JPPF, java, parallel computing, distributed computing, grid computing, parallel, distributed, cluster, grid, cloud, open source, android, .net

The open source
grid computing

 Home   About   Features   Download   Documentation   On Github   Forums 
March 28, 2023, 10:56:39 PM *
Please login or register.

Login with username, password and session length
Advanced search  
News: New users, please read this message. Thank you!
Home Help Search Login Register
Pages: [1]   Go Down

Author Topic: Architecture suggestions for 5000 nodes  (Read 3806 times)


  • JPPF Knight
  • **
  • Posts: 17
Architecture suggestions for 5000 nodes
« on: October 31, 2011, 05:45:37 PM »

Hello everybody,

First of all, I´d like to thank JPPF team for this awesome project. Currently we have JPPF running in 200 nodes with only one driver (5gb memory), and it is running really well. It allowed us to reduce a processing of 7 hours to 7 minutes.

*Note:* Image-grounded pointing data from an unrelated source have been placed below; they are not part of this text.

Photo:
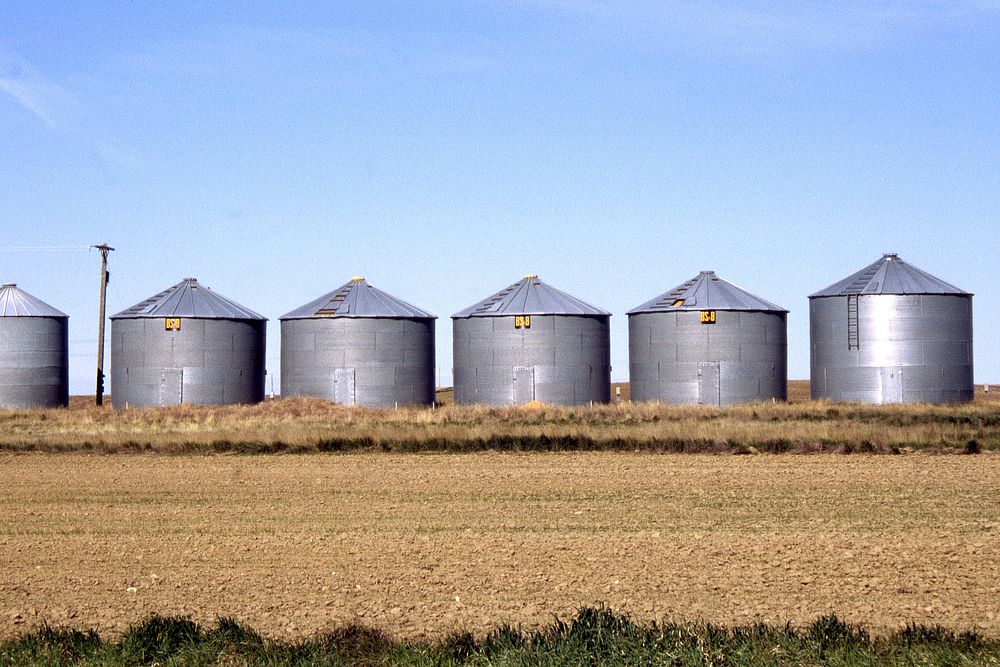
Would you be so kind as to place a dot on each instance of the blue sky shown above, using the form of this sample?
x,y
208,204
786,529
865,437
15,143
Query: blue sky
x,y
443,149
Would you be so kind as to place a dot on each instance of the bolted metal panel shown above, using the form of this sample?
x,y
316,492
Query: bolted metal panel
x,y
566,359
34,362
34,351
208,361
677,358
909,348
392,359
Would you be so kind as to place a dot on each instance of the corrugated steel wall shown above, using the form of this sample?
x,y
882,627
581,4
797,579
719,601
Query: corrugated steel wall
x,y
374,362
207,361
560,359
675,358
34,362
909,348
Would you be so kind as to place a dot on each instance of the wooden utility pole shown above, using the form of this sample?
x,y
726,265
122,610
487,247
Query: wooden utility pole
x,y
105,249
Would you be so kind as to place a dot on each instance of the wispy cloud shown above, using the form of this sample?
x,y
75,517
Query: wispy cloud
x,y
50,102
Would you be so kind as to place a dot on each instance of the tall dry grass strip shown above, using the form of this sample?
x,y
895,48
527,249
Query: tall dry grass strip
x,y
311,425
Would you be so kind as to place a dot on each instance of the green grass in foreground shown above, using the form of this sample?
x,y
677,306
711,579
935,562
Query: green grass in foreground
x,y
594,637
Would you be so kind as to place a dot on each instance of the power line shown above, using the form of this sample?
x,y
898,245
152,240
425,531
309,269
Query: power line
x,y
25,248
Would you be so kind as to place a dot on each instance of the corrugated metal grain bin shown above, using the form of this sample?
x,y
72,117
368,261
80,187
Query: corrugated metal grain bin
x,y
532,342
34,352
891,333
709,342
187,344
358,345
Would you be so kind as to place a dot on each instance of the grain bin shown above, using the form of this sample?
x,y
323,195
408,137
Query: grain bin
x,y
187,344
34,352
891,333
532,342
358,345
709,342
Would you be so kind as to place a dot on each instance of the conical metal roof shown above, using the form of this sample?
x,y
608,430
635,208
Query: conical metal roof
x,y
15,302
889,275
530,296
706,291
189,298
357,299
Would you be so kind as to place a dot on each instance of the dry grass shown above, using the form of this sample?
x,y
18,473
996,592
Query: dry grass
x,y
311,425
420,545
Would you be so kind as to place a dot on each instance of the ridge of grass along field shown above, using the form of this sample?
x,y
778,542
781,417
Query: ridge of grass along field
x,y
312,425
594,636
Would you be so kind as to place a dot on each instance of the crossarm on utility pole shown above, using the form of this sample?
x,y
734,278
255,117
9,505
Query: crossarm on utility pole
x,y
104,248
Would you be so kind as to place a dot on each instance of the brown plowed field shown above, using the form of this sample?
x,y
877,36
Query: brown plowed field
x,y
424,544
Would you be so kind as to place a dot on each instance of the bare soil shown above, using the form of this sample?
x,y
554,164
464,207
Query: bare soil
x,y
420,545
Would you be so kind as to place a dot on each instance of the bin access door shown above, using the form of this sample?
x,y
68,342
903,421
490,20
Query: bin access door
x,y
524,384
343,386
708,383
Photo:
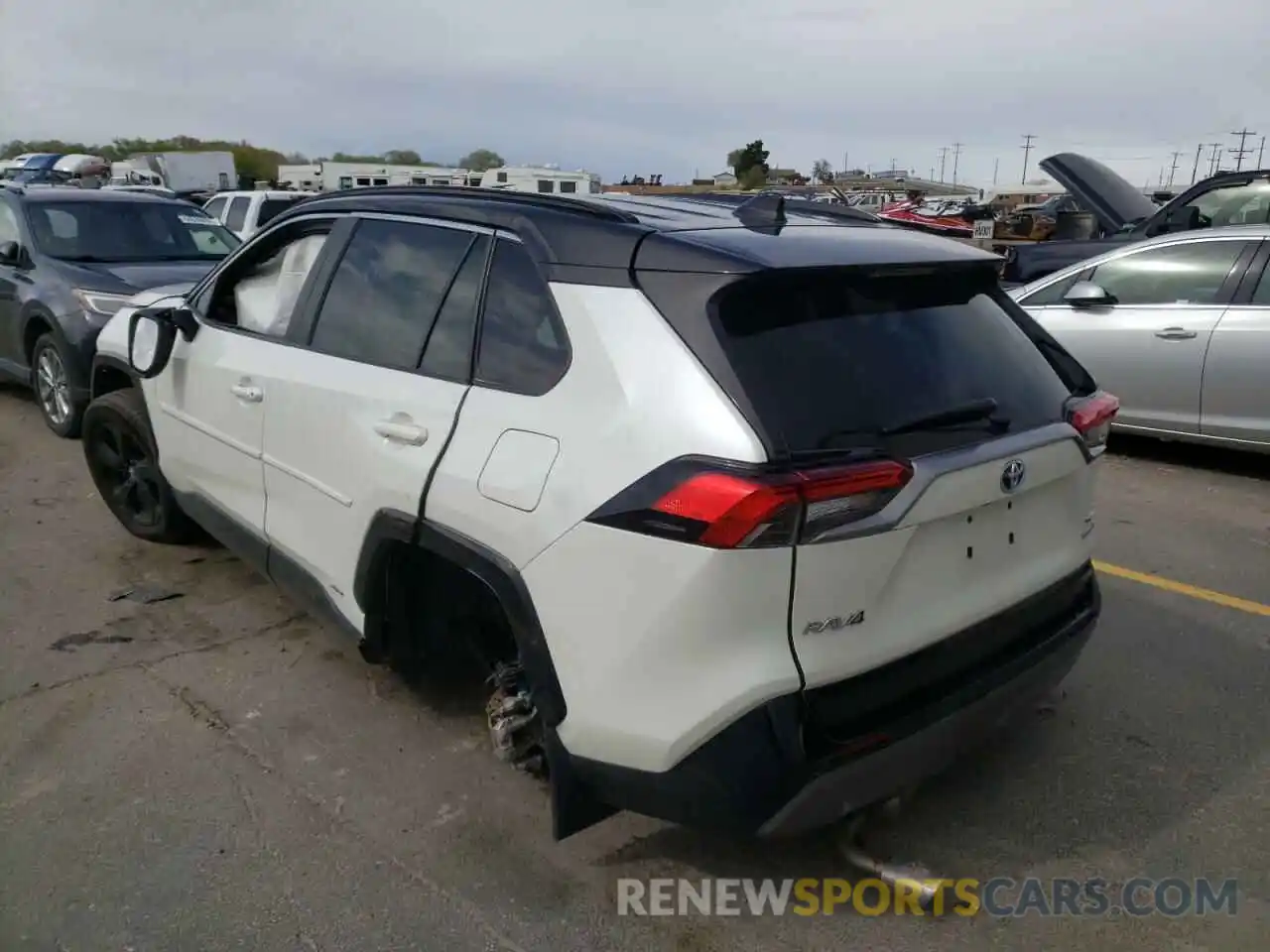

Now we have plans to increase our grid to 5000 nodes, so we need your insight about it. Can JPPF handle it? Can a single driver handle all nodes? If yes, what kind a machine is required for that? If no, what kind of driver hierarchy do you recommend?

I know that this is a huge grid, so please don't hesitate to answer that you don't know if you don't, than I will go ahead with a POC to check that and will let you know.



  • JPPF Knight
  • **
  • Posts: 17
Re: Architecture suggestions for 5000 nodes
« Reply #1 on: November 10, 2011, 01:05:59 PM »

Hey guys,

Please share your thoughts on this. I need to have at least some feeling about it before allow my project to alocate this huge number of nodes in the grid.



  • Administrator
  • JPPF Council Member
  • *****
  • Posts: 2272
    • JPPF Web site
Re: Architecture suggestions for 5000 nodes
« Reply #2 on: November 14, 2011, 01:51:36 PM »

Hello Bruno,

I do not have the experience with such a large grid, but I can provide some pointers.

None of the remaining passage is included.